I guess Glenn Beck said that the coming Hurricane Irene was a “blessing” . Having read a brief snippet about it, I can’t agree with the whole “blessing” concept. Tragedy is never a good thing. Beck says it proves his point that “emergency preparedness is a good idea” and that he’s not delusional, disruptions in the food chain could happen. Anybody that needs a tragedy to make their opinion valid has got their priorities wrong. Opinions aren’t worth that much.
Having said that, people make blessings out of tragedies all the time by making meaning out of them. Nobody wishes for an addiction in their present or future, but people transform themselves because of one daily in little rooms in church basements and detoxes and sober houses around the globe. No one wants sudden death of a family member or the end of an era — no one. And yet, from these ashes of the tragedies can, often, come newer and deeper, more meaningful lives. Mostly, it is because tragedies sweep everything from our lives, including the frivolous — and we have a lot of frivolous in our lives today. Somehow our souls know what’s really important in our lives and we keep it locked in our hearts and minds and we can pick it out of the wreckage and ashes of our lives
After I wrote the blog about the Sabbath, a Jewish friend wrote back and explained what it was like to experience Sabbath and I joked that “that kind of a Sabbath would take unions(for the time) and a lot of power outages (for a technology-free Sabbath)”. Mr. Beck was right about one thing: the coming hurricane (if it materializes) will remind us that we’re not in control around here. Even if corporations or our bosses want us to go to work, when the 100 mile an hour winds come through, we can’t. Even the unions couldn’t give us that kind of time at home, though I’m not sure I’d callit a holiday.

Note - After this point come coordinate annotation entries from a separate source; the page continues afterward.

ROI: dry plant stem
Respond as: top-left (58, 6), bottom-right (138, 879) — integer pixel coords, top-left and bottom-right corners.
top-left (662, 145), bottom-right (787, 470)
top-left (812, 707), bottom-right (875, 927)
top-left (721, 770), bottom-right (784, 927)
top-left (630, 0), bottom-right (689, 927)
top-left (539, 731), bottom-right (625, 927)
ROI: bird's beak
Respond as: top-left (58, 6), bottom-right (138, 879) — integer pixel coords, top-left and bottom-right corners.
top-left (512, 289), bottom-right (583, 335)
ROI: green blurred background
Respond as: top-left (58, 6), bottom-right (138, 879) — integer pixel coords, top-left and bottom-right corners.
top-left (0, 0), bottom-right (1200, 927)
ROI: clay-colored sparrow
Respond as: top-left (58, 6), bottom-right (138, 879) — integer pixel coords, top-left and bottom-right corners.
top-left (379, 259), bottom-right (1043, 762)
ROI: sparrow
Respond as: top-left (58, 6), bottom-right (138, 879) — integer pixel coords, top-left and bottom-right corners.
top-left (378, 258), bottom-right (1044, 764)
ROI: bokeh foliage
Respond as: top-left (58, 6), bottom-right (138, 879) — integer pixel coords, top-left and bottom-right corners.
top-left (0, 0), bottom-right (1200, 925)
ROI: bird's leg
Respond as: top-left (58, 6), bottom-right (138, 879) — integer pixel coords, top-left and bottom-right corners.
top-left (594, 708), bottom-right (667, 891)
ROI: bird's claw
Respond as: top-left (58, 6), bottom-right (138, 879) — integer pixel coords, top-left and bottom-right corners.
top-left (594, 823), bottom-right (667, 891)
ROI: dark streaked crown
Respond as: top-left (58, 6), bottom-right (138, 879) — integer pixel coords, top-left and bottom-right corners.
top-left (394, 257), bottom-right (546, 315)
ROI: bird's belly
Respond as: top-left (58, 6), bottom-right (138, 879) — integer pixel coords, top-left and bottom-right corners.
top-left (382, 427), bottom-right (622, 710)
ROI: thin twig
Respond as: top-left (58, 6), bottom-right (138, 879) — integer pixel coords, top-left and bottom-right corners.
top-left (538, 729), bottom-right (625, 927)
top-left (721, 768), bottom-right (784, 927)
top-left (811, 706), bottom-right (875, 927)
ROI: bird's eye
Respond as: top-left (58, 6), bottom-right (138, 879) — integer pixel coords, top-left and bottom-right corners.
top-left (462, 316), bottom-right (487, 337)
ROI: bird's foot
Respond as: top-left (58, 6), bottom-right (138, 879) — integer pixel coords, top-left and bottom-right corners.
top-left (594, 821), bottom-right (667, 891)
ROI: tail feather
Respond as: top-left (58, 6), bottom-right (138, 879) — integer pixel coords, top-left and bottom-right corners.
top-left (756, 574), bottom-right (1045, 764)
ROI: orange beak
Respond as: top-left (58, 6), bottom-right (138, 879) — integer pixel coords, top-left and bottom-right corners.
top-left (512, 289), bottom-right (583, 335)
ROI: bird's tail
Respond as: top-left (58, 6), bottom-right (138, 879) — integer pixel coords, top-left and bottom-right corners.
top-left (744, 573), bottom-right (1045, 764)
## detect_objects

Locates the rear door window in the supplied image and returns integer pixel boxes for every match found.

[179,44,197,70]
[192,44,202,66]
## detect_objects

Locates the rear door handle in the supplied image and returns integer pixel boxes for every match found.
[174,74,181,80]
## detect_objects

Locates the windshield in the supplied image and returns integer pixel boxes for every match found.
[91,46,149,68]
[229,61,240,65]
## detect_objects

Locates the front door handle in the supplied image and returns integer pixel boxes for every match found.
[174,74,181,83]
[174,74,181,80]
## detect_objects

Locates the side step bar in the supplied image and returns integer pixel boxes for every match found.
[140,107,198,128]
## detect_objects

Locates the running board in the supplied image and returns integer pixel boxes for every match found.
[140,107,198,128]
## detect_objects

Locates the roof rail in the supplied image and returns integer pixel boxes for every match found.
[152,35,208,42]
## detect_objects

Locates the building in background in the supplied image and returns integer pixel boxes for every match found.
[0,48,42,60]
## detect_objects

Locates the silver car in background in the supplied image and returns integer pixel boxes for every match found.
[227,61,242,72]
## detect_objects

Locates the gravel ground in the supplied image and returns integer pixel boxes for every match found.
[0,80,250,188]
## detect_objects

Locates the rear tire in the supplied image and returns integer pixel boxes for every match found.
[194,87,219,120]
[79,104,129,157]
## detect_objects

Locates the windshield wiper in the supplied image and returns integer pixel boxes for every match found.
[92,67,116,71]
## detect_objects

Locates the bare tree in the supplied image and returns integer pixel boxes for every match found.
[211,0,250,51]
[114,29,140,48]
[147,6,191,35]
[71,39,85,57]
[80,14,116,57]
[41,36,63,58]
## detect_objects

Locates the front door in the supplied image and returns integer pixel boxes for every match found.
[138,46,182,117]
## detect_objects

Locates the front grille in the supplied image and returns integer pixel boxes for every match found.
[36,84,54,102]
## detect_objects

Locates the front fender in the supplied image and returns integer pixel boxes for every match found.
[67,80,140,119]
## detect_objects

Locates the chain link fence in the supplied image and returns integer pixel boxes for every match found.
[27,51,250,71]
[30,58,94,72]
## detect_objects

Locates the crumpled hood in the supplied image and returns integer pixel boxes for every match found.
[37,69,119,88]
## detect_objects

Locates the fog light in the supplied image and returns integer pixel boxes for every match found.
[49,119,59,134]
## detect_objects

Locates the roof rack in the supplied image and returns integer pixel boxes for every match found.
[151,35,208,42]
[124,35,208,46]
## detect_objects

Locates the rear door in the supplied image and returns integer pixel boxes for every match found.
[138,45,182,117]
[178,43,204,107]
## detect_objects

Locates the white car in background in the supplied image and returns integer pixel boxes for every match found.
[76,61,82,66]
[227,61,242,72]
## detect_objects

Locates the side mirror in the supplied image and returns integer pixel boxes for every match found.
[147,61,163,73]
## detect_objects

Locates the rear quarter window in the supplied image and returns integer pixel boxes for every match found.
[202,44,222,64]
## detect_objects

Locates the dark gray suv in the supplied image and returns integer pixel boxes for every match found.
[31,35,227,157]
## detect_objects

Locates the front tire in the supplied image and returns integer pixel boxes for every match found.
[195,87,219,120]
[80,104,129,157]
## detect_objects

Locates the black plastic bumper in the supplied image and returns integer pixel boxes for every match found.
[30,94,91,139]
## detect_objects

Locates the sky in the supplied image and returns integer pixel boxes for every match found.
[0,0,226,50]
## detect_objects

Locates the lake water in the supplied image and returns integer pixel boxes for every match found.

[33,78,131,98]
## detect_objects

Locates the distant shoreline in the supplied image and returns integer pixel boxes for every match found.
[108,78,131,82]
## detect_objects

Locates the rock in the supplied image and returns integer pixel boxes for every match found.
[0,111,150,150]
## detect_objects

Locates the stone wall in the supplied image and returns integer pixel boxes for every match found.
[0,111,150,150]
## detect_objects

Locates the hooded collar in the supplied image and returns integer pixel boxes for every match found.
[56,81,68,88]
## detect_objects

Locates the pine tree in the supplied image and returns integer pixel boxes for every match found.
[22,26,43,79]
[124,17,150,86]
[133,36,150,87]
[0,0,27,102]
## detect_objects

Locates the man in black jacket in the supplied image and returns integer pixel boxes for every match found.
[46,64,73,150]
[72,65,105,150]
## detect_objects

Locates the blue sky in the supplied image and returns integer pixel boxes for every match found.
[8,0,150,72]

The power outages will apparently come with the storm, according to local news reports. If we have blackouts, after some period of time, we here will be iPod-less, computer-less, internet-less and so on. The only thing left at home will be us — and natural sunlight when we have it. What’s left will be what’s important — the stuff that God created. Even if — due to traffic jams, flight delays, work schedules, and so on — we can’t be with the things that matter, our hearts will find them. We call our kids or our parents, we worry about loved ones and friends. We protect important things.
Remember all those in-class assignments about what would you put in the boat? This is the time when we actually do just that. Whatever you think about, whoever you think about, as the hurricane approaches — that is where meaning lies for you. That is what’s important. Realize that it’s from God, and treasure it with everything you’ve got while you’ve got it.